HDF5 REST VOL Connector
Other
5 stars 8 forks source link

Internal Server Error on localhost MinIO #27

Closed ron-kuhn closed 7 months ago

ron-kuhn commented 1 year ago

I am running MinIO on my localhost Win 10 laptop. I am also running HSDS on the same laptop (1sn and 4dns). I have a program that creates HDF5 files simulating images coming from an instrument. After about 2 minutes, things slow down eventually throwing an exception. When I look at the HSDS log file, then first error is an Internal Server Error (HTTP 500) for the MinIO port. This is very reproducible. Any ideas?

ron-kuhn commented 1 year ago

If I added Sleeps in my code to slow it down a bit then it works.

mattjala commented 1 year ago

This sounds like it might have been caused by issues with how the VOL was sending data to HSDS that were fixed in #26. If it persists in the current version of the VOL, could you share the HSDS log files?

ron-kuhn commented 1 year ago

I was testing the #26 fix when it occurred twice.
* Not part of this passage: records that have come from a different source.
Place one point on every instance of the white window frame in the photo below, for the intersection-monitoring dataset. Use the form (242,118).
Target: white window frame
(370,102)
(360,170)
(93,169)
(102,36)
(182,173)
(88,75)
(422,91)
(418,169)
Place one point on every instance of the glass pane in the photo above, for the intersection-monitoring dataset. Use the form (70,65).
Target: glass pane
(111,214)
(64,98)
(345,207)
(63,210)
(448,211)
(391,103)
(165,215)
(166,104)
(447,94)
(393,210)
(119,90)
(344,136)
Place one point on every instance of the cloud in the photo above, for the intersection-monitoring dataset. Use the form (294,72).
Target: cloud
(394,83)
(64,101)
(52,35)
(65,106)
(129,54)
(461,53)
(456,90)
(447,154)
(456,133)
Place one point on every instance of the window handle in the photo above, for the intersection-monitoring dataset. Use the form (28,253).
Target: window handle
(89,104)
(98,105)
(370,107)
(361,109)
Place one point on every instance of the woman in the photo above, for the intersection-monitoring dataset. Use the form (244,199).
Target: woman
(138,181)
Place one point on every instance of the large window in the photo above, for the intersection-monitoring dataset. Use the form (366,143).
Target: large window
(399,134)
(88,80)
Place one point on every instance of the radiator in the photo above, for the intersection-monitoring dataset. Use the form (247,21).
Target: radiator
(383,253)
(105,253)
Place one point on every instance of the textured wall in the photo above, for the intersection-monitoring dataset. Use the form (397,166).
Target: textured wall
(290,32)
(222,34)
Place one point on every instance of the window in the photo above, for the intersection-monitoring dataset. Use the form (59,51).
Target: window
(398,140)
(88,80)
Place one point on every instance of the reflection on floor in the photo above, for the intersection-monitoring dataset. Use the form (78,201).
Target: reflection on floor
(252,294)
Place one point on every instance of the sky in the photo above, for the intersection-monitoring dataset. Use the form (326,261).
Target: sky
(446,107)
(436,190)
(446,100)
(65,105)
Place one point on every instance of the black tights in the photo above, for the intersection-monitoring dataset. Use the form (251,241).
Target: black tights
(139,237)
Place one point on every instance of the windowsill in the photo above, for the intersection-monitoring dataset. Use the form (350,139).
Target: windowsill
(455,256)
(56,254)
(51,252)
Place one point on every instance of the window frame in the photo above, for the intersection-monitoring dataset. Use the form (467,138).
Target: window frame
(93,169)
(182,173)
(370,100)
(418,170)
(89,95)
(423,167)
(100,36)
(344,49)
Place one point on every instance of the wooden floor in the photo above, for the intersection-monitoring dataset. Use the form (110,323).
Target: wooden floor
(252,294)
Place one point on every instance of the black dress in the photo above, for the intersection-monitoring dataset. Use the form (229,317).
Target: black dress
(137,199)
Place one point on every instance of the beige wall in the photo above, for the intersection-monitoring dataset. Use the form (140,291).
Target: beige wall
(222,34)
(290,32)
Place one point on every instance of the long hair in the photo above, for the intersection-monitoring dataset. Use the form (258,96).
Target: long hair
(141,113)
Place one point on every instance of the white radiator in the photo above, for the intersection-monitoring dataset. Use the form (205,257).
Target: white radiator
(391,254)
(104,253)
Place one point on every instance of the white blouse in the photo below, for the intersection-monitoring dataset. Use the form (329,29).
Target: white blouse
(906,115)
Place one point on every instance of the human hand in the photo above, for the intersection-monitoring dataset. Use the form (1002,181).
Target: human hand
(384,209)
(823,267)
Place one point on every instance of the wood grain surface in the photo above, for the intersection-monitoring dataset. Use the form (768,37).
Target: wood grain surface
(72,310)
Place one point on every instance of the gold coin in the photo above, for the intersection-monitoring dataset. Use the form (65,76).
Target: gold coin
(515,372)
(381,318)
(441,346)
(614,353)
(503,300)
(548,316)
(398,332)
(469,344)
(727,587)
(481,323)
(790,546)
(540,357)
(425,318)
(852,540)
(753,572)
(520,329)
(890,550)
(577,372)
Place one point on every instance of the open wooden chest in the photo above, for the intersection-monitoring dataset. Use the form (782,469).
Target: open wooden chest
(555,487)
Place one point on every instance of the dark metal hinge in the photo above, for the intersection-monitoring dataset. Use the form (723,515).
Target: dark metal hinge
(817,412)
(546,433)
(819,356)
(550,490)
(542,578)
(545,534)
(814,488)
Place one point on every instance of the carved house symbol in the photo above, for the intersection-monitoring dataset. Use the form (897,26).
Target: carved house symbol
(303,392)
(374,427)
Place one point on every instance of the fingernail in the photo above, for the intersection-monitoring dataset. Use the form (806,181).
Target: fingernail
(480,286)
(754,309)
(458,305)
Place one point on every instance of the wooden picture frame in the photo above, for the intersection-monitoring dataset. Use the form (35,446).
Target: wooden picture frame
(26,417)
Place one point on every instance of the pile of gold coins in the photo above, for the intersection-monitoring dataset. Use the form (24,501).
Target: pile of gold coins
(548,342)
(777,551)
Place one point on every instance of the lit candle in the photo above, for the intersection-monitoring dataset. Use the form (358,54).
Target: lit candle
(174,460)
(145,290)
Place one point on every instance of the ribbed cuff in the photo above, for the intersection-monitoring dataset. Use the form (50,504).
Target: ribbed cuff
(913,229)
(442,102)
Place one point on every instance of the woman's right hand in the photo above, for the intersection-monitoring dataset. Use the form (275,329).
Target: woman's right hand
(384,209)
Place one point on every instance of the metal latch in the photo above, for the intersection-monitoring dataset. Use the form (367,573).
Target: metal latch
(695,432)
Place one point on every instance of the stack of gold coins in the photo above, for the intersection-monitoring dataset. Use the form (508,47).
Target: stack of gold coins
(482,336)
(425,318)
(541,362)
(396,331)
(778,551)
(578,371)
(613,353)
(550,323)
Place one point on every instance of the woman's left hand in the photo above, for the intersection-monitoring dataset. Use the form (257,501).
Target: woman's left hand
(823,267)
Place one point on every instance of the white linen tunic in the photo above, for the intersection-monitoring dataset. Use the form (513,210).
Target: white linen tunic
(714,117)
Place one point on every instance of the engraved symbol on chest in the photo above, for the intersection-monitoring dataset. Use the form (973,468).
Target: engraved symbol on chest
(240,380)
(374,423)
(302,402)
But it hasn't happened since. I didn't save the hs.log, sorry. My test application simulates our instrument and send a bunch of data and images to HSDS through the rest-vol. If it is creating objects faster than the HSDS services can write then I see my application slow down for a while. I'm guessing the cache is full and has to wait for object to be written before continuing. This is when it appeared to happen but like I said, hasn't happened since.

jreadey commented 1 year ago

@ron-kuhn , HSDS uses lazy writing - i.e. a PUT/POST request to the DN will return while another task looks for dirty objects and flushes them after they've been dirty for 10 seconds or more (this logic is there to save on repeatedly writing an object to storage if it's being frequently updated).

If there are two many objects in the dirty queue, that may delay the time in which they get written out. If you scan through the HSDS logs looking for "s3sync" you might get some clues as to what's going on.

mattjala commented 7 months ago

This was likely an issue with insufficient resources being allocated for HSDS. If the issue is identified again, this can be reopened. Closing for now.